No que importa à representação sem poderes, não se olvida a denominada responsabilidade do representado naquilo que a doutrina referencia por “representação tolerada”, vide Ataíde, Rui Paulo Coutinho de Mascarenhas - A Responsabilidade do “Representado” na Representação Tolerada - Um problema de representação sem poderes, AAFDL, 2008.
Neste âmbito, salienta-se que, em qualquer das circunstâncias, o critério aferidor será sempre o da vontade do representado e, não de somenos, a salvaguarda dos seus interesses, sendo que neste último ponto enfatizam-se os casos de procurações onde sejam conferidos poderes para “em seu nome e representação celebrar negócio consigo mesmo, ficando expresso o seu consentimento ao abrigo do n.º 1 do art.º 261.º do C.C.”.
No que à práxis diz respeito, a assunção de poderes representativos, quando não consentânea com o escopo normativo, poderá inquinar a jusante o negócio, de tal sorte que o mesmo pode vir a ser declarado judicialmente ineficaz, ante o representado e/ou seus herdeiros, se assim for o caso, especialmente quando o objeto negocial é um imóvel, o que sucede na esmagadora maioria dos casos, com repercussões que se poderão vir a refletir no respetivo cancelamento de registo aquisitivo.
Pese embora as vicissitudes que a concessão de poderes representativos possa comportar, não é despicienda a proteção de terceiros que o legislador tipificou, por referência ao teor do n.º 1 do art.º 266.º do C.C., mormente no que tange à tutela de interesses de quem negociou com o representante em período temporal em que a procuração se mantinha válida, subsistindo assim o negócio celebrado por aquele.
Em síntese, a vinculatividade dos poderes representativos tem como limite a salvaguarda dos interesses do representado e de terceiros intervenientes na senda negocial, traduzidos quer na imperativa figura jurídica da ratificação do representado (no caso de inexistência de poderes), quer na inoponibilidade face a terceiros decorrente de eventual modificação ou revogação pretéritas.

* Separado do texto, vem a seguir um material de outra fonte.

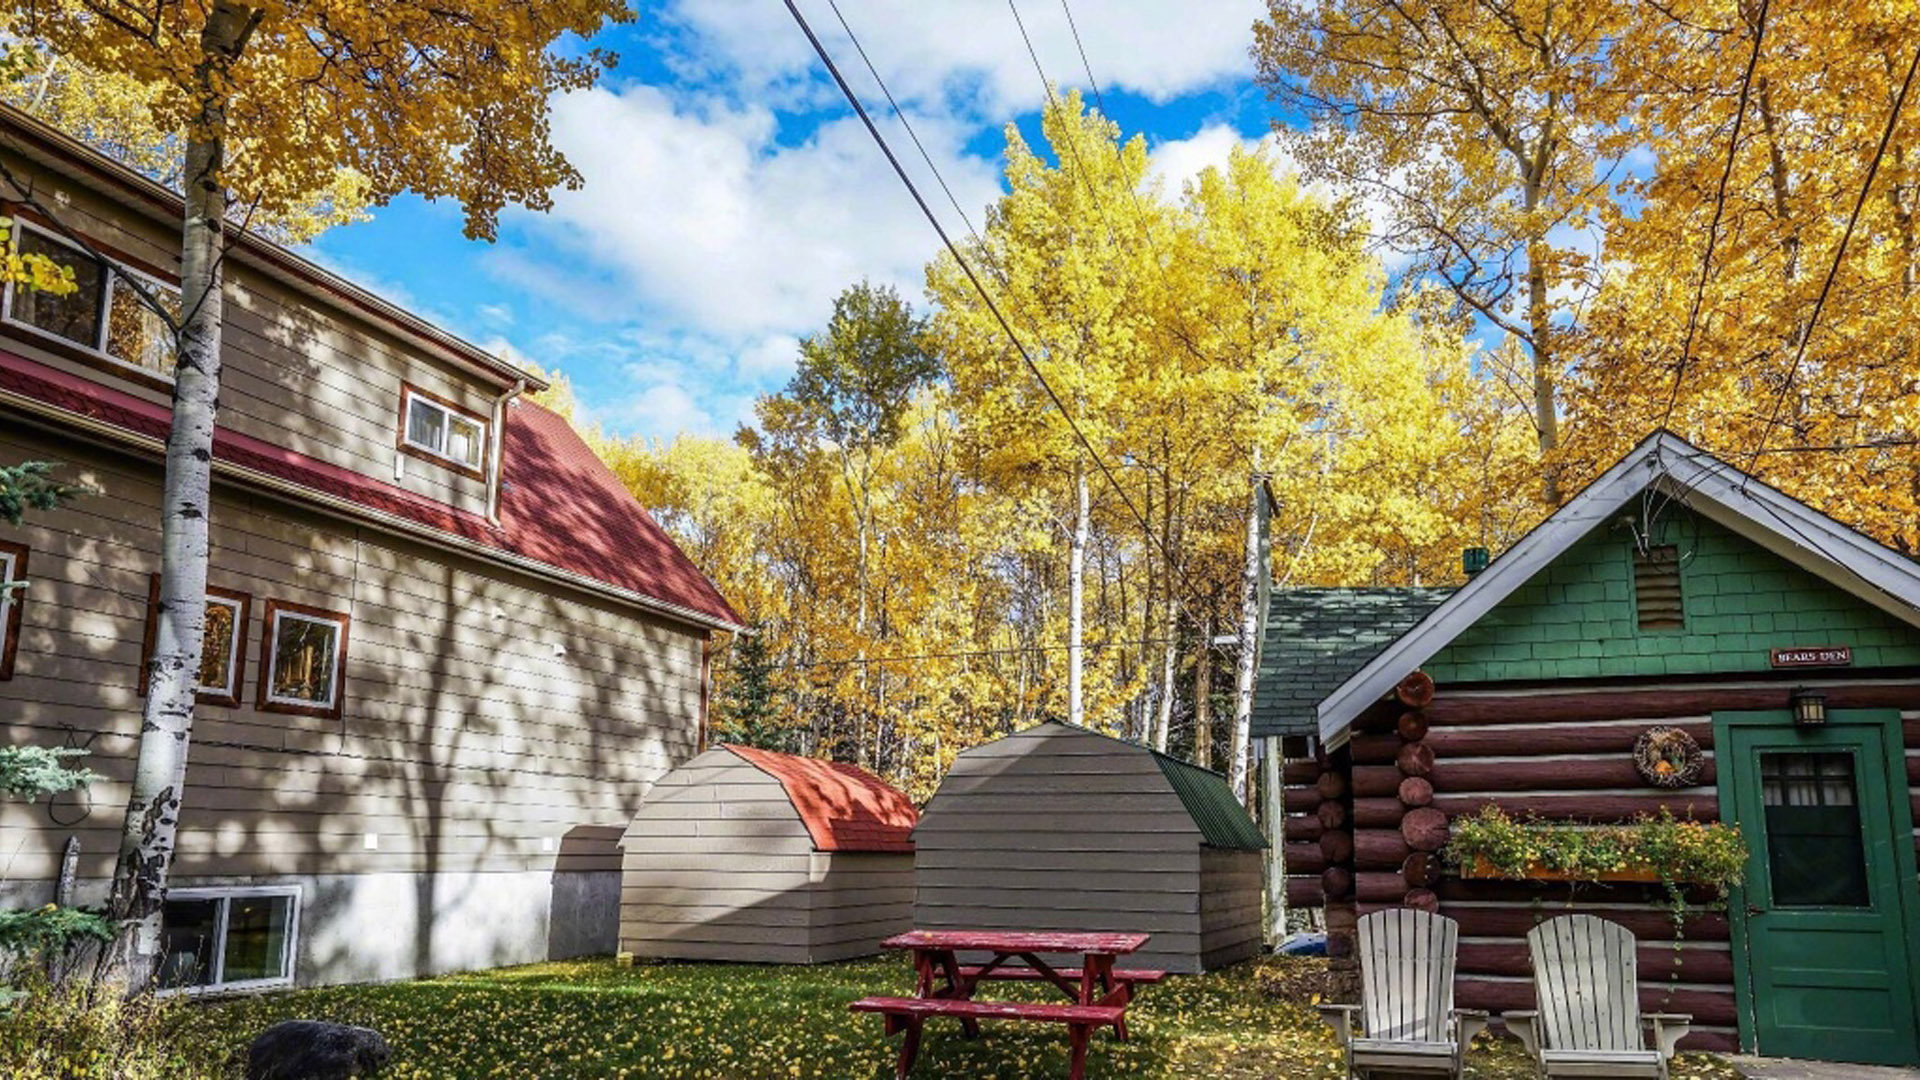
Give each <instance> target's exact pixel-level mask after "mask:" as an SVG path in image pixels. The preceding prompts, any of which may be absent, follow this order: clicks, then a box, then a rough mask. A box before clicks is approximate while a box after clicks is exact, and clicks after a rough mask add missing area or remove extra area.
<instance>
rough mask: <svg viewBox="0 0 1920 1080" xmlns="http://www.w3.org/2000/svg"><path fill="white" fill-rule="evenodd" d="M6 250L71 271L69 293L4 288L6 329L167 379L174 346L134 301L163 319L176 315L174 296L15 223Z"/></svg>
mask: <svg viewBox="0 0 1920 1080" xmlns="http://www.w3.org/2000/svg"><path fill="white" fill-rule="evenodd" d="M12 231H13V250H15V254H19V256H40V258H46V259H48V261H52V263H54V265H60V267H65V269H69V271H73V286H75V288H73V292H50V290H44V288H29V286H25V284H21V282H17V281H15V282H8V286H6V321H8V323H13V325H17V327H27V329H31V331H35V332H38V334H42V336H52V338H58V340H61V342H65V344H69V346H77V348H81V350H84V354H90V356H98V357H104V359H109V361H113V363H115V365H119V367H132V369H138V371H142V373H148V375H159V377H163V379H171V377H173V363H175V338H173V331H171V329H169V327H167V321H165V319H161V317H159V313H156V311H154V309H152V307H150V306H148V302H146V300H144V298H142V292H146V296H150V298H154V300H156V302H157V304H159V306H161V307H165V309H167V313H169V315H173V317H179V315H180V290H179V288H175V286H173V284H167V282H163V281H157V279H156V277H152V275H148V273H140V271H136V269H132V267H127V265H123V263H117V261H108V259H96V258H94V256H90V254H86V252H84V250H83V248H81V246H77V244H73V242H69V240H65V238H63V236H58V234H54V233H52V231H48V229H42V227H38V225H35V223H31V221H25V219H21V217H15V219H13V223H12Z"/></svg>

De resto, o vulgar recurso à concessão de poderes representativos, usual no giro comercial negocial, requer da parte do representante o ónus do cumprimento do sentido decorrente do instrumento de procuração, posto ser este último funcionalmente dirigido à realização de fins e interesses do representado, sob pena da preclusão da validade jurídica do ato por si celebrado, a fim de obstar à verificação de vícios substantivos, judicialmente sindicáveis, para reposição da sempre almejada legalidade.